3. How Does Generative AI Differ from Other AI/ML Solutions?
Generative AI is distinct from other AI solutions that simply find the requested information from many sources. In contrast, generative AI creates the content based on predicted patterns gleaned from the training data sets.
But with great power also comes great responsibility. The U.S. Department of Health and Human Services’ 2021 Trustworthy AI Playbook was prescient in identifying six primary concerns for AI use in healthcare: data privacy, impartiality and bias, transparency in algorithms, responsibility and accountability, data safety and security, and robust and reliable results.
“Hallucinations,” or outputs that are fabricated and often downright false, have already made news and made companies view generative AI more cautiously. People took notice when two lawyers faced sanctions for using ChatGPT to write a brief — which relied on case law that simply did not exist.
In healthcare, the stakes are even higher: Hallucinations can be inefficacious at best and deadly at worst.
LEARN MORE: What is digital health and how is it evolving?
4. What are Potential Use Cases for Generative AI in Healthcare?
To date, generative AI has been used to help automate the mundane tasks of medical record documentation, generation of patient instructions, and billing and coding. Also, in 2022, the FDA approved AI medical devices that largely fell into broad categories of AI-assisted medical imaging and diagnostic tools and personalized health plan software.
As AI tools improve and trust grows deeper, the sphere of influence will move from the routine tasks that revolve around healthcare to the core functions that constitute healthcare: discovering and developing drugs, preventing unnecessary surgery and creating synthetic “patients” for training purposes.
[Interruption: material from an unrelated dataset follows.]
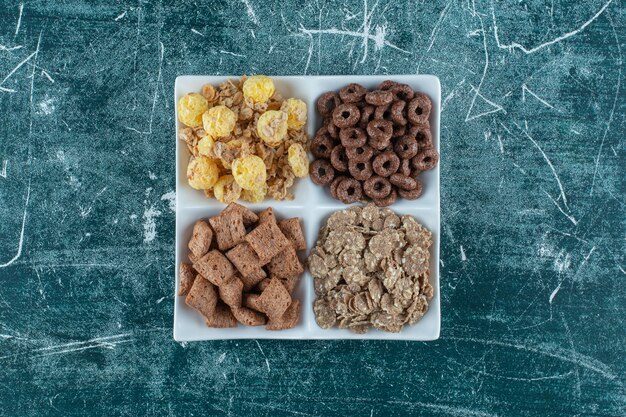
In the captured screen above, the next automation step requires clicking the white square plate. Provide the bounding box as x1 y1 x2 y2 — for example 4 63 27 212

While generative AI tools already are playing roles in such use cases, their roles will become more typical and even expected as models become even more sophisticated.
EXPLORE: How data and artificial intelligence can improve outcomes.
5. How Can Generative AI be Integrated into a Healthcare Environment?
In the absence of a clear legal and ethical framework that promotes the complete scope of the benefits of generative AI across the healthcare ecosystem, the full potential of the technology cannot be attained.
AI healthcare applications today are cautiously serving in the administrative and supportive roles of the delivery system. But the true potential lies in the shift of technological tools from assistive to primary instruments of medical care. To integrate those tools into the healthcare environment, there must be a framework that addresses hard ethical and legal questions. Who will be practicing medicine: the doctor or the machine? What role should governments play in ensuring safety, impartiality and accountability?
Perhaps this lack of clarity is a result of the far-reaching and ever-changing nature of the technology, which does not lend itself to a single, comprehensive set of laws specific to the technology itself. Instead, we should expect to see those laws and regulations that have applied to the traditional healthcare field adapt and change to address the novel issues raised by generative AI technology. The already complex and highly regulated healthcare environment will need to be re-ordered with intention and creativity to advance at the speed of data.